Region 1: EPA New England
Reducing Combined Sewer Overflows to Charles River
During the first 12 years of the Clean Charles River Initiative, the top priority of the project has been to reduce bacteria levels in the river, based on Massachusetts bacterial water quality standard for swimming and boating.
Elevated bacteria levels are caused primarily by untreated sewage entering the river. There are a number of causes: old and broken sewage pipes, illicit connections to sewer storm water pipes, and "combined sewer overflows" (CSO).
CSOs are sewer systems that were designed to carry sewage and storm water in the same pipe to a sewage treatment plant. After heavy rainfall or snowmelt events, the wastewater volume is often more than the sewer system or treatment plant can handle. For this reason, combined sewer systems were designed to overflow after rain events and result in excess wastewater being discharged directly into rivers, lakes and coastal areas.

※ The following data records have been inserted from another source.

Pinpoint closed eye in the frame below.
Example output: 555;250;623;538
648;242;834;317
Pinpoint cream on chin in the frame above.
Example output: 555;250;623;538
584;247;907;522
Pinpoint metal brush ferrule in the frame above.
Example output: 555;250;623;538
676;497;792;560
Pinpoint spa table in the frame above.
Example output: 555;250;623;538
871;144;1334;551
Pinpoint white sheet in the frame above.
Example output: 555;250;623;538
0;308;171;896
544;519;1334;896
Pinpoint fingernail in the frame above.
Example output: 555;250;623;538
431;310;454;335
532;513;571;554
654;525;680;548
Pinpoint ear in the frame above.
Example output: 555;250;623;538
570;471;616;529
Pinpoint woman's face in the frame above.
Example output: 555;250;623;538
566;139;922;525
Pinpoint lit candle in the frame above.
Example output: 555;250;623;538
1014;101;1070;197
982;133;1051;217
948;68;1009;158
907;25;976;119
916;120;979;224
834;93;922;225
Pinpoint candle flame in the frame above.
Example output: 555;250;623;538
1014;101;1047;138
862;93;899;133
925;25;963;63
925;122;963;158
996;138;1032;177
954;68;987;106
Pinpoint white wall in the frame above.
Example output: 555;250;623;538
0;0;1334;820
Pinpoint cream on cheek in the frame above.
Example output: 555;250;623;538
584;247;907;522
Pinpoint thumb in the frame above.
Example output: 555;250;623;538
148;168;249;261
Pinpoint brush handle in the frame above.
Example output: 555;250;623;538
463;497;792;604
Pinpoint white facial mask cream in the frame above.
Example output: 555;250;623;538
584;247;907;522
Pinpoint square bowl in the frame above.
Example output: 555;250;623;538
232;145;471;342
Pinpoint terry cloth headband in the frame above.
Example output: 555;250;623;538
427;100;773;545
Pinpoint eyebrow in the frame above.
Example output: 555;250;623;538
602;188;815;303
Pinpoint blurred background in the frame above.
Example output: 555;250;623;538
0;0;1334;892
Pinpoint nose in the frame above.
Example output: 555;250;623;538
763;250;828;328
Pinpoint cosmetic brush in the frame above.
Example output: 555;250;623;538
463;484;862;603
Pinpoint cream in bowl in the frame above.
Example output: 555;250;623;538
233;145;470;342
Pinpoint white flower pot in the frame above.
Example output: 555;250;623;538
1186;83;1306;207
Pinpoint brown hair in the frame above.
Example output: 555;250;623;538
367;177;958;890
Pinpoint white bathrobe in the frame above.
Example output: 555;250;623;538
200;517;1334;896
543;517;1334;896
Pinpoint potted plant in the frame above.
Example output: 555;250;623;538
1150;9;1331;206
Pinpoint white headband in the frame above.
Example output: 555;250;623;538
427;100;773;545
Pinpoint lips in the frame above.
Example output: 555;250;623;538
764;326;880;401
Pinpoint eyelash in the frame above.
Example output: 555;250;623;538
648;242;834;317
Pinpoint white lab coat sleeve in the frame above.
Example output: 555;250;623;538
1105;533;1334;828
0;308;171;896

The wastewater the CSOs carry not only contains storm water but also untreated human waste, industrial waste, toxic materials and floating debris.

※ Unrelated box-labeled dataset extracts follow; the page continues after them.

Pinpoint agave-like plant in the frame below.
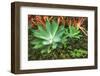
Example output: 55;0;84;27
31;19;64;51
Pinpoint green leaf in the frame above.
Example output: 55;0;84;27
51;21;58;37
46;19;52;37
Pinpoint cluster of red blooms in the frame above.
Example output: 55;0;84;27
28;15;87;36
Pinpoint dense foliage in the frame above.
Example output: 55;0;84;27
28;15;88;60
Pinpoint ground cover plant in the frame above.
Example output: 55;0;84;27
28;15;88;60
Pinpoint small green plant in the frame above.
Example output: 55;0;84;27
31;20;64;53
69;49;88;58
28;16;88;60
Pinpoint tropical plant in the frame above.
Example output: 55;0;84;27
69;49;88;58
31;19;64;52
65;26;82;39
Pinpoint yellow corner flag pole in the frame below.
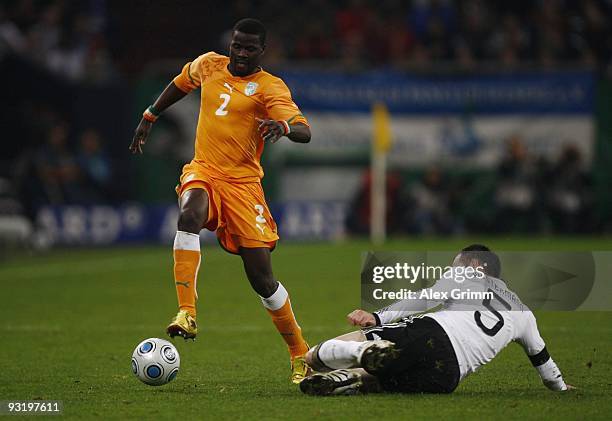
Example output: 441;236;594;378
370;103;392;244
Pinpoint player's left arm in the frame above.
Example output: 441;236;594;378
256;78;311;143
516;311;574;392
255;118;310;143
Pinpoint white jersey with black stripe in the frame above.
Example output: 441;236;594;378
375;274;556;379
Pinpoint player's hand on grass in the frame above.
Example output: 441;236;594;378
130;118;153;153
255;117;285;143
346;309;376;327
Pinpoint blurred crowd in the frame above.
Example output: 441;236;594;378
233;0;612;69
347;137;605;235
0;0;115;82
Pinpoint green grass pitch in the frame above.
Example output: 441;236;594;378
0;239;612;419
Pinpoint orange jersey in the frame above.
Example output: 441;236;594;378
174;52;308;182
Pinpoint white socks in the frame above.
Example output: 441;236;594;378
259;282;289;311
315;339;368;370
174;231;200;251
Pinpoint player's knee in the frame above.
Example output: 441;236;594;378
177;208;206;234
249;273;278;298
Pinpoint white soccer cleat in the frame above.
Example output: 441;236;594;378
358;339;400;375
300;369;363;396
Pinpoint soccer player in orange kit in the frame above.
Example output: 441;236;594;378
130;19;310;383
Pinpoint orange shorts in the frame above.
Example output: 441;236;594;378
176;161;278;254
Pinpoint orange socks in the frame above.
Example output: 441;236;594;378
174;231;201;317
261;282;308;358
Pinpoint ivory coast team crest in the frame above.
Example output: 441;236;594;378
244;82;259;96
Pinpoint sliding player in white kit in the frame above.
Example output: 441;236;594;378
300;244;572;395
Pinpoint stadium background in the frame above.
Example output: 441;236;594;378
0;0;612;418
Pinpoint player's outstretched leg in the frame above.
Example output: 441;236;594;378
240;248;310;384
306;339;400;374
166;189;208;339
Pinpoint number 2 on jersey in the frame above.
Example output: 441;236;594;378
474;289;511;336
215;94;231;115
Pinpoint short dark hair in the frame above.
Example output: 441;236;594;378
460;244;501;278
234;18;266;46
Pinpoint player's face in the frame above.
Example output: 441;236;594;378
229;31;264;76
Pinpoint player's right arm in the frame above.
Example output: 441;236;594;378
346;276;453;327
130;53;212;153
130;82;187;153
516;311;573;391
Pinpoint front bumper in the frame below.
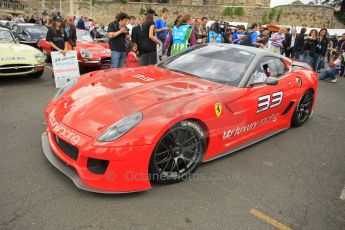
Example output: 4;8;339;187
41;127;151;194
0;64;44;76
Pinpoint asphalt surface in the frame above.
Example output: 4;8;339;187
0;66;345;230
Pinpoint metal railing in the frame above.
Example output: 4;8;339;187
0;0;28;10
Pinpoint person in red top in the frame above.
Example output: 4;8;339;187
126;42;139;68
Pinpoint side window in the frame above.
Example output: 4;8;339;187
263;57;286;78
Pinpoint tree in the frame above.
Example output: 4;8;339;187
313;0;345;24
291;0;304;5
313;0;345;15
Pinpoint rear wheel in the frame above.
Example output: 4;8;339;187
291;90;314;127
150;120;206;183
29;70;44;78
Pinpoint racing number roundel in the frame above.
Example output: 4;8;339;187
214;103;222;117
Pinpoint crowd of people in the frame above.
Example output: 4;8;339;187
108;8;345;82
1;8;345;82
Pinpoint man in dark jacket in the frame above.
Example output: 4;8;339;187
65;15;77;50
132;16;145;55
77;16;85;30
293;27;307;60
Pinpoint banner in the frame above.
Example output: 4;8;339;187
51;51;80;88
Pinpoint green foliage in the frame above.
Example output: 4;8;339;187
223;7;244;17
276;9;283;22
268;8;277;21
223;7;234;17
291;0;304;5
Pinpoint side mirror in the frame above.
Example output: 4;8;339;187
266;77;278;85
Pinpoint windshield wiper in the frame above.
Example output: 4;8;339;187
166;68;201;78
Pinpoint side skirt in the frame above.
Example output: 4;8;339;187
203;128;288;162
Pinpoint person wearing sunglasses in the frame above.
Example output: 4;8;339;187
65;15;77;50
46;16;68;54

For many years EPA targeted enforcement efforts on CSO discharges entering the Charles River that resulted from heavy rainfall or snowmelt events, causing surges of wastewater to enter sewer systems that are not equipped to handle the excess quantity, resulting in sewage being directly discharged into nearby waterways.
In March, 2006 EPA reached a landmark settlement with the Massachusetts Water Resources Authority (MWRA) requiring the MWRA to implement a long-term control plan to reduce CSOs throughout their sewer system, yielding sharp reductions in storm overflows to the Charles River.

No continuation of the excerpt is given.